Another modification will be the integration of social, political, and planetary action into the dhamma, as indeed is manifested in Bhikkhu Bodhi’s own role in founding Buddhist Global Relief.
Those of us involved in the Secular Buddhist enterprise look to promote a secular approach to the dhamma, one more in tune with our contemporary scientific understanding of the world. But focusing on secularism cannot be our only goal.
Conclusion
Accurate information is not enough. Further scientific and technological advances may be necessary to overcoming our present difficulties, but they are far from sufficient if we are to flourish in the longer term. We also need to know how best to use increasing knowledge and power to our common benefit. We need to focus on cultivating wisdom.
In a recent article, economist Jeffrey Sachs argued much the same thing: that “We need both science and morality to reduce the risk to our planet.” Sachs, like biologist EO Wilson, has looked to ally himself with liberal and open-minded religious leaders, as well as those from the secular community of course, in the struggle to help save our planetary heritage. The stakes are too great for us not to put differences aside when our common future is so at risk.

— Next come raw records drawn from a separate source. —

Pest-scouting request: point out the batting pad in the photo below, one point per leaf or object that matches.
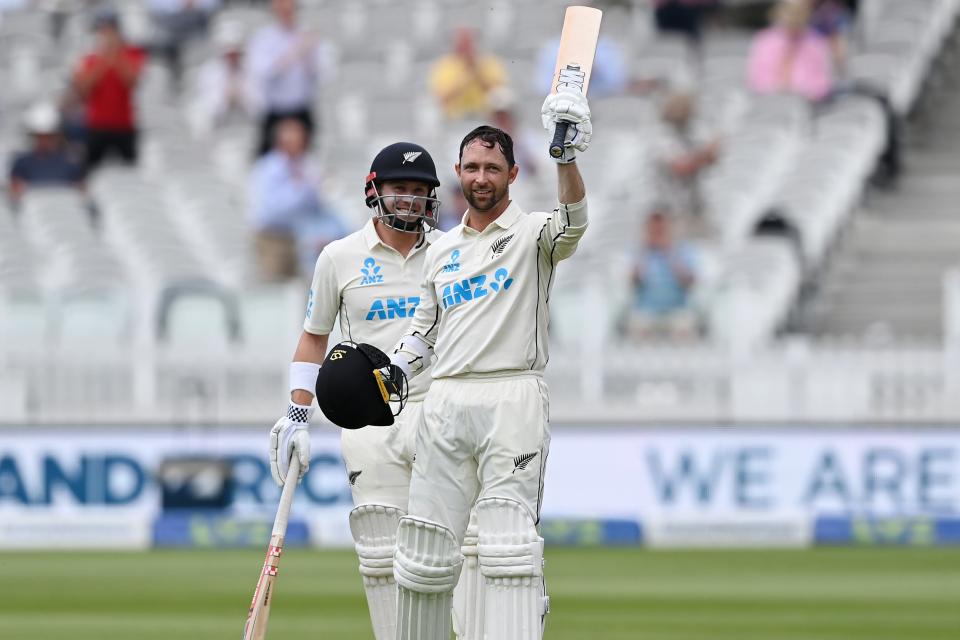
(468, 596)
(374, 529)
(511, 561)
(426, 566)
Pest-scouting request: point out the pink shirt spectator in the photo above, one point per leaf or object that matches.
(780, 62)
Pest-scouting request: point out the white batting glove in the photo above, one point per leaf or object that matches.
(290, 437)
(568, 105)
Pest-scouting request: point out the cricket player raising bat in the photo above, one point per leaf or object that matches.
(484, 433)
(370, 279)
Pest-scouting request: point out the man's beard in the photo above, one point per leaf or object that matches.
(494, 199)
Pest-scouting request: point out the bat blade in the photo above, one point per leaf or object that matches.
(578, 45)
(259, 613)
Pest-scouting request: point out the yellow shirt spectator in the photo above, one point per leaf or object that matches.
(462, 81)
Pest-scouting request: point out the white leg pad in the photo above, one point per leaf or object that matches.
(511, 560)
(426, 566)
(468, 596)
(374, 529)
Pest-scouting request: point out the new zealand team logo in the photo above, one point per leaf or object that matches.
(454, 264)
(499, 245)
(310, 304)
(370, 272)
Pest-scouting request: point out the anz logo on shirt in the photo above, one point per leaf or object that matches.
(370, 272)
(454, 264)
(390, 308)
(471, 289)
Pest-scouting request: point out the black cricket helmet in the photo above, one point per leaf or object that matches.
(352, 392)
(404, 161)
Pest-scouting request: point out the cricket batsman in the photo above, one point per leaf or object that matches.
(370, 281)
(484, 435)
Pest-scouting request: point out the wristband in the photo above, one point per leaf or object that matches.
(303, 375)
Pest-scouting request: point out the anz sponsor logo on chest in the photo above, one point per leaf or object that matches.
(454, 264)
(370, 272)
(471, 289)
(390, 308)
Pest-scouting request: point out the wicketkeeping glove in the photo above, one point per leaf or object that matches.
(568, 105)
(290, 437)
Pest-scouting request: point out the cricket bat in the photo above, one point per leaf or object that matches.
(578, 44)
(256, 627)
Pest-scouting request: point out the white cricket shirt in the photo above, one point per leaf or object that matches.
(372, 288)
(484, 299)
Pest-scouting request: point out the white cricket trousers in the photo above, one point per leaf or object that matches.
(379, 459)
(480, 438)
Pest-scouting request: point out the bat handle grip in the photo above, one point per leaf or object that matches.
(559, 135)
(286, 497)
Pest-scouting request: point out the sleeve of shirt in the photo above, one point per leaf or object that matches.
(561, 230)
(323, 301)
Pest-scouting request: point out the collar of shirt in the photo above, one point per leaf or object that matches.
(505, 220)
(371, 238)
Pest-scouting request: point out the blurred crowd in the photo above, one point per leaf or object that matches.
(267, 80)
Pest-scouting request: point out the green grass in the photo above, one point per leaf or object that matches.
(609, 594)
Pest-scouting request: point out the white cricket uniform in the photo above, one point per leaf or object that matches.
(484, 309)
(374, 290)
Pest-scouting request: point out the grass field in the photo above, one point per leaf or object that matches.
(613, 594)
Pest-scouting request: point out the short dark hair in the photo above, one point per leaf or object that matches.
(491, 137)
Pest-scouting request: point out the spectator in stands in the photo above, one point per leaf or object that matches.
(663, 275)
(682, 155)
(833, 20)
(177, 22)
(222, 95)
(284, 68)
(47, 163)
(287, 209)
(684, 17)
(105, 80)
(463, 80)
(790, 56)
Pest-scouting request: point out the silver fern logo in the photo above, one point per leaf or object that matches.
(521, 461)
(499, 245)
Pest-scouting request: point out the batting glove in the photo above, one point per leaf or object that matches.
(290, 437)
(568, 105)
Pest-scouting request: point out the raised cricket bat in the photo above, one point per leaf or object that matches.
(578, 44)
(256, 627)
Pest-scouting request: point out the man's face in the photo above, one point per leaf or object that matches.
(405, 198)
(45, 142)
(109, 38)
(291, 137)
(285, 10)
(484, 175)
(658, 231)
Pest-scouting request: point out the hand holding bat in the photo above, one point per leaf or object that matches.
(256, 626)
(565, 112)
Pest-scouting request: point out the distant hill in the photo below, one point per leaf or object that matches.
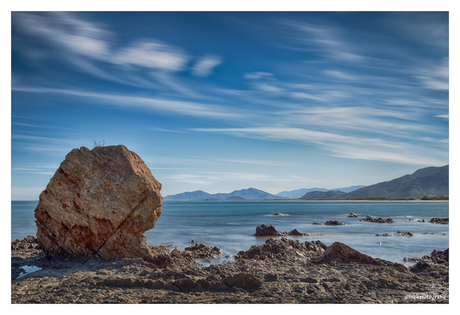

It is essential to work together now. In the medium to longer term, we need to cultivate the acquisition of wisdom so as to stave off the time when our rising influence over the natural world might imperil us all. In his 2000 paper Bill Joy crystallized many of the potential dangers that accelerating technological change might bring. He also sketched out a possible route to betterment, interestingly along Buddhist lines:
Where can we look for a new ethical basis to set our course? I have found the ideas in the book Ethics for the New Millennium, by the Dalai Lama, to be very helpful. As is perhaps well known but little heeded, the Dalai Lama argues that the most important thing is for us to conduct our lives with love and compassion for others, and that our societies need to develop a stronger notion of universal responsibility and of our interdependency; he proposes a standard of positive ethical conduct for individuals and societies …
The Dalai Lama further argues that we must understand what it is that makes people happy, and acknowledge the strong evidence that neither material progress nor the pursuit of the power of knowledge is the key – that there are limits to what science and the scientific pursuit alone can do.
Our Western notion of happiness seems to come from the Greeks, who defined it as “the exercise of vital powers along lines of excellence in a life affording them scope.”
Clearly, we need to find meaningful challenges and sufficient scope in our lives if we are to be happy in whatever is to come. But I believe we must find alternative outlets for our creative forces, beyond the culture of perpetual economic growth; this growth has largely been a blessing for several hundred years, but it has not brought us unalloyed happiness, and we must now choose between the pursuit of unrestricted and undirected growth through science and technology and the clear accompanying dangers.
Scientific and technological growth are inevitable and largely beneficial in any healthy, open, modern society. They are a simple byproduct of people asking questions and looking to improve their lot. Hence we must act in whatever limited ways we can to mitigate their dangers. The ethical and practical guidelines of the Buddhist Path provide one promising method for bending the arc of change towards the skilful.